Numerical simulations of compound flooding caused by storm surge and heavy rain with the presence of urban drainage system, coastal dam and tide gates: A case study of Xiangshan, China

Abstract: Nowadays, most coastal cities have complex drainage systems (i.e., rivers and pipelines) connected to the sea, affecting the flooding during the co-occurrence of rain and storm surges. In this study, this compound flooding is studied by developing a coupled model based on a one-dimensional (1D) hydrological model SWMM and a two-dimensional (2D) hydrodynamic model ADCIRC. The coupling is achieved by setting the 1D model as a subroutine of the 2D model while the parallel computing scheme of the 2D model is kept using the Message Passing Interface (MPI). The coupled model is applied in Xiangshan, Zhejiang Province, along the eastern coast of China.

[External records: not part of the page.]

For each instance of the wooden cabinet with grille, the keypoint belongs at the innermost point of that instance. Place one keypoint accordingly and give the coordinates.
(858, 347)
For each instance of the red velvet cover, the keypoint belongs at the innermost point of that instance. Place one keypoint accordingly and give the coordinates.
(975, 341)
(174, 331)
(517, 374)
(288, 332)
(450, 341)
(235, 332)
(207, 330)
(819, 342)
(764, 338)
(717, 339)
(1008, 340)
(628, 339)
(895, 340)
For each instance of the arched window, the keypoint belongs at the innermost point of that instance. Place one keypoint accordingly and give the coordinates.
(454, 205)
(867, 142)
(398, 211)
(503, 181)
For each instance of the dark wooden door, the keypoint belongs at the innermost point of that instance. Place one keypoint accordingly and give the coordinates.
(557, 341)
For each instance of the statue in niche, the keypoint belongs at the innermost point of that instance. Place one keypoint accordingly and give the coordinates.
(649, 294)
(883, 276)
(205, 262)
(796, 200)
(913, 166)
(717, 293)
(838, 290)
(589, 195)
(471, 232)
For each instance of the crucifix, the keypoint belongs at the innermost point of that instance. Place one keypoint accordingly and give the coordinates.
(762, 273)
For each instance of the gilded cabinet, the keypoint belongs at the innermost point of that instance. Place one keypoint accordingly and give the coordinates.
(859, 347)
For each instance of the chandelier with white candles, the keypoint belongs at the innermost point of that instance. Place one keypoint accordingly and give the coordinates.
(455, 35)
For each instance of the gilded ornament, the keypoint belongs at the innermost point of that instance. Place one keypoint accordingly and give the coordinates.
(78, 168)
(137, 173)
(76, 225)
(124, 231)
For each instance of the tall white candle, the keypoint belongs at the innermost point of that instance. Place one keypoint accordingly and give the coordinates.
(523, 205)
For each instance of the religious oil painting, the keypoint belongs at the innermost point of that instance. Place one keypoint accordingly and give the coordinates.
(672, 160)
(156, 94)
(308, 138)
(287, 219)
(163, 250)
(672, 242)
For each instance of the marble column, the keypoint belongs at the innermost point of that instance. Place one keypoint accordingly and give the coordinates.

The model accurately ensures water conservation and reproduces the observed tidal elevation, storm surge, and river water stages during Typhoons Haikui (2012) and Fitow (2013). A series of simulations are carried out to quantify the influences of a coastal dam, drainage system, control of tide gates, rain, and storm surge on the compound flooding. The results show that the drainage system enhances the connectivity between the land and the sea no matter whether the coastal dam exists, leading to faster flooding and draining. Furthermore, when a storm surge occurs, the high surge level can significantly reduce the drainage efficiency of the inland flooding during rain and thus causes more severe flooding hazards. The simulation results also suggest that urban pipelines play an important role in preventing urban flooding caused by rain. And for the prevention of storm surge inundation, an effective gate control strategy is suggested that the gates should be closed when the water levels on both sides of the dam are equal for the first time before the peak of the storm surge and are open when the water levels are equal again. Finally, the flooded area can be divided into the tidal zone, the hydrologic zone, and the transition zone to identify different flood mitigation strategies.